まぁ幕府でも精鋭部隊と言える火盗改の屯所に、俺達の様な子供が訪ねて来る事自体が愉快じゃ無い事は容易に想像が出来る。
前世の警察官と言う立場で考えても、何処かの頭脳は大人身体は子供な探偵が、現場にしゃしゃり出てくる様な事が有れば当然嫌な顔をした筈だ。
寧ろ立場が許すならば『子供の遊びじゃねぇんだ』と怒鳴りつけて追い出す事位はしたい。
にも拘らず、碇長官が俺達と態々会ってくれたのは、俺の持つ猪山藩主四男と言う立場と、武光の持つ将軍の孫と言う肩書が有ってこそだろう。
「成程なぁ最近世を騒がせてる山猫と、以前火盗改の史村達が追ってた山猫……手口が違い過ぎるたぁ思ってたがやっぱり別人か。まぁ今の話の通りなら麻薬中毒共が手前ぇの犯行を山猫に押し付けようってな話なんだろうなぁ」
川下介から聞き出した話を俺が長官に話すと、彼は煙草盆を手元に引き寄せ、煙管を手に取ると刻み煙草を詰めて火を点け……一服。

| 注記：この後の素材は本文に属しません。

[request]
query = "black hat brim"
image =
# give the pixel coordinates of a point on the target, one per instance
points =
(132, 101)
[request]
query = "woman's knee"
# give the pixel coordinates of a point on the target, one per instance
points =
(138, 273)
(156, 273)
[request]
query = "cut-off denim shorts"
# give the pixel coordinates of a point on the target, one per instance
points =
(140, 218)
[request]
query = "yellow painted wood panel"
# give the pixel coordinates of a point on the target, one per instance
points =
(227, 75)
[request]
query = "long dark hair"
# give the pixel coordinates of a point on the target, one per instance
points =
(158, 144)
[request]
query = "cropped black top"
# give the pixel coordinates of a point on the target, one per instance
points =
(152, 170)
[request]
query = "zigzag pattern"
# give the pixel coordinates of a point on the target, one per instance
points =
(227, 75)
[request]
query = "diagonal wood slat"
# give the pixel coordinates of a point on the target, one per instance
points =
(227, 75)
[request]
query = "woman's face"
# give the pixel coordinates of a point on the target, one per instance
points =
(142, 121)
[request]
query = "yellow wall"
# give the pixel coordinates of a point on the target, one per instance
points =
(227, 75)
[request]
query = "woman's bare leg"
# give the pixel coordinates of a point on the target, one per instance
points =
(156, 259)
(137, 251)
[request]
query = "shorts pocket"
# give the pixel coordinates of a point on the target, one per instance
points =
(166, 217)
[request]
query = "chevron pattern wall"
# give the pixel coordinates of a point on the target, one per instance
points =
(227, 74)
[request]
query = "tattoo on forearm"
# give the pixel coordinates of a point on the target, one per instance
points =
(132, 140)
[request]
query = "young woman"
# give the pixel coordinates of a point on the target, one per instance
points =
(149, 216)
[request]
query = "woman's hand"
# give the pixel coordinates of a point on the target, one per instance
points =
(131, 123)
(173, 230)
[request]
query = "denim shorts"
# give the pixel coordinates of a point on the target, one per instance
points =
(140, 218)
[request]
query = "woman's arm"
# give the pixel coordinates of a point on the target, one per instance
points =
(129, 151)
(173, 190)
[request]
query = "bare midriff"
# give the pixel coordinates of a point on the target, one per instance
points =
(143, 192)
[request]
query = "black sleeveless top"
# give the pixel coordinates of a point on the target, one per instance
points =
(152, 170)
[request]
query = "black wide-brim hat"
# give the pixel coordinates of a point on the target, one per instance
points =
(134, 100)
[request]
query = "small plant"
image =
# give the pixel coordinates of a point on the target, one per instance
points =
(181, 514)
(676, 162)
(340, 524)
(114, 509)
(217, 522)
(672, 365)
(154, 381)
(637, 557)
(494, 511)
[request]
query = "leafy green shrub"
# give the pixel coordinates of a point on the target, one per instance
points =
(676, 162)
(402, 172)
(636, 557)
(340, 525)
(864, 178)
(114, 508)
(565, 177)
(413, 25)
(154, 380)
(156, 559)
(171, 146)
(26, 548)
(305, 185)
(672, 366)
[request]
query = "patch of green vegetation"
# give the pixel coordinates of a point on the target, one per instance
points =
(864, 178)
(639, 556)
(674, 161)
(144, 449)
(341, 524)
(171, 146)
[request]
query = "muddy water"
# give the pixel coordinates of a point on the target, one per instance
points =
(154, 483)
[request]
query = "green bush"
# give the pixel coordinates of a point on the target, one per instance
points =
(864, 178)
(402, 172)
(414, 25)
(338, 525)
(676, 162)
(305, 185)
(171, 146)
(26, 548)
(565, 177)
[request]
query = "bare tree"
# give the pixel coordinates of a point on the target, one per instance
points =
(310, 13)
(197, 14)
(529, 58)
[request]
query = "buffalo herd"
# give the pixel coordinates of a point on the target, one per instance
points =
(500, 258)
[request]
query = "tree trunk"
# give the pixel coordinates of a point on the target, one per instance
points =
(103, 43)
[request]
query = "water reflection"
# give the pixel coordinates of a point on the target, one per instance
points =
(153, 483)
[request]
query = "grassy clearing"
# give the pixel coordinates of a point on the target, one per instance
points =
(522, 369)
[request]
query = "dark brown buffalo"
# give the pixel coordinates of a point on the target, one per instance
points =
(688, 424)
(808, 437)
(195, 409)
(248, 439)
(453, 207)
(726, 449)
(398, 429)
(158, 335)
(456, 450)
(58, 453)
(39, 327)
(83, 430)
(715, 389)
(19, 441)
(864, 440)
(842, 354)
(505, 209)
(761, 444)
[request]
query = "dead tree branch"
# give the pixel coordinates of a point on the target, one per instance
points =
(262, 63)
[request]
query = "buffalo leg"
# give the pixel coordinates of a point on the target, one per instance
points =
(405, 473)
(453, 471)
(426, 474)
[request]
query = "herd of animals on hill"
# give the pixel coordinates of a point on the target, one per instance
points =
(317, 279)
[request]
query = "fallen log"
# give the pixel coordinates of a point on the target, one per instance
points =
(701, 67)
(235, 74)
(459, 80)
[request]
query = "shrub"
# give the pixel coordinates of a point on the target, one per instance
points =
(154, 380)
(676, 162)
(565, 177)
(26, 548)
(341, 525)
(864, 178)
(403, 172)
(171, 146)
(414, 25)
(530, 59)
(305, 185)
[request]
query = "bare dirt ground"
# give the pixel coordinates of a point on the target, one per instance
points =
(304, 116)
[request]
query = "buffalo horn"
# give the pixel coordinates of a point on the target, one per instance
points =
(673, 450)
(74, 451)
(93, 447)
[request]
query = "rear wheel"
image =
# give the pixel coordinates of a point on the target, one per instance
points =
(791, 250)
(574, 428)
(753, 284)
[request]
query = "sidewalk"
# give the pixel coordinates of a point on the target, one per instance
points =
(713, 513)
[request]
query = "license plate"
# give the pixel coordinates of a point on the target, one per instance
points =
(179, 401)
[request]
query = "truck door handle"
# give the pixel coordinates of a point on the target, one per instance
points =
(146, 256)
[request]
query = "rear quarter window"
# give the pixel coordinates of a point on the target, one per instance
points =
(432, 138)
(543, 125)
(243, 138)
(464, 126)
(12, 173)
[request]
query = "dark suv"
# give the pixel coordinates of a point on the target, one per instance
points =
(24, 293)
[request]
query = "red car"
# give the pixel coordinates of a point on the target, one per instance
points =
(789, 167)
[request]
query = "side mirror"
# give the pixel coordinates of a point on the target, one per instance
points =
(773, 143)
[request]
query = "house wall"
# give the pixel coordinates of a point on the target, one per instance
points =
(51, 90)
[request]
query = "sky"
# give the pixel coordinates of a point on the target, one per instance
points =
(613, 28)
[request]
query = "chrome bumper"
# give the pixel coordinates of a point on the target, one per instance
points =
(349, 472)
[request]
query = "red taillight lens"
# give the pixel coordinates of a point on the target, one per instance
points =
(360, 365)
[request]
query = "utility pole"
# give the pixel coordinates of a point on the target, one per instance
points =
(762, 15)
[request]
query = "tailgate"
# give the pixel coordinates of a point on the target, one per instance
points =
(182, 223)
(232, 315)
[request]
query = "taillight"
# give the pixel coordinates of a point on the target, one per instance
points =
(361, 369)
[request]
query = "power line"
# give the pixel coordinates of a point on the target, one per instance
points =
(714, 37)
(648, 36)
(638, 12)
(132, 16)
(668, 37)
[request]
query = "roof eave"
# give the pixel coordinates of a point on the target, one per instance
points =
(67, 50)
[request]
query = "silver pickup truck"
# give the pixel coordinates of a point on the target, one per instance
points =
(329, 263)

「にしても……『倒幕派の集い』を乗っ取ろうってな動きが有るって話は、上様から来ては居たが真逆其れが盗み働きの為に使われるたぁなぁ」
ぷかりと紫煙を吐き出しながら長官がぽつりと零した一言……やはり倒幕派に関わる話は、既に上様は掴んで居たのか。
「猪山藩は国許で変事が有って、其方に手が取られて此方へ回す手は無ぇんだろ? たぁ言え此処まで情報を貰って後の手柄は此方が全部ってなぁ話じゃぁ、今度は俺達が恥知らずの誹りを受けらぁな……」
長官は煙管を吹かしながら、少し考え込む素振りを見せた後、
「んで、お前さん等二人が火盗改に来たって事たぁ、猪山を代表してお前さん等が捕縛に参加するって事で良いんだよな? それなら此方も其方も面子が立つだろう?」
俺達に向け御祖父様にも引けを取らない悪そうな笑みを浮かべて、そんな言葉で問いかける。
猪山藩としては藩邸に入り込んだ賊は全員、猪山藩の手で捕えないと面子が立たないのだが、其れをするには手が足りない……そして火盗改としても猪山藩が全て解決したら、将軍直属の捜査組織としての面子が丸潰れと言う事に成る。
だが両者が協力して事に当たり、無事決着を付けたので有れば、双方共に面子が立つと言うのは事実だ。
そして今猪山藩邸に居る人員では、屋敷の防衛を考えると自由に動けるのは、俺と武光、そして蕾とお忠の四人だけだろう。
いや配置を逆にして俺達が防衛に残り、三阿呆と兄上が参戦すると言う選択肢も有るが……、長官が其れを提案せず態々俺達を名指しするのには何か意味が有る様にも思える。
あ!? そうか! 火盗改は将軍直属と言う扱いだから、主筋である武光が参陣するのは、どっちの体面的に考えても、他所に対して言い訳が立つのか!
そう思い至った俺は、ちらりと横目で武光の顔を見て其処に覚悟の色を確認すると、ただ黙って首肯した。
「おう! 誰か! 剛規と仲基呼んで来い! ついでに史村と河東もだ! 山猫の件と倒幕派の件が繋がった! 一番隊から四番隊全員動員した大捕物の可能性が出てきたぞ! 五番から八番隊は引き続き手持ち案件を進めて置け!」
其れを見た長官は急にその場で立ち上がると、大きな声でそんな事を叫んだのだった。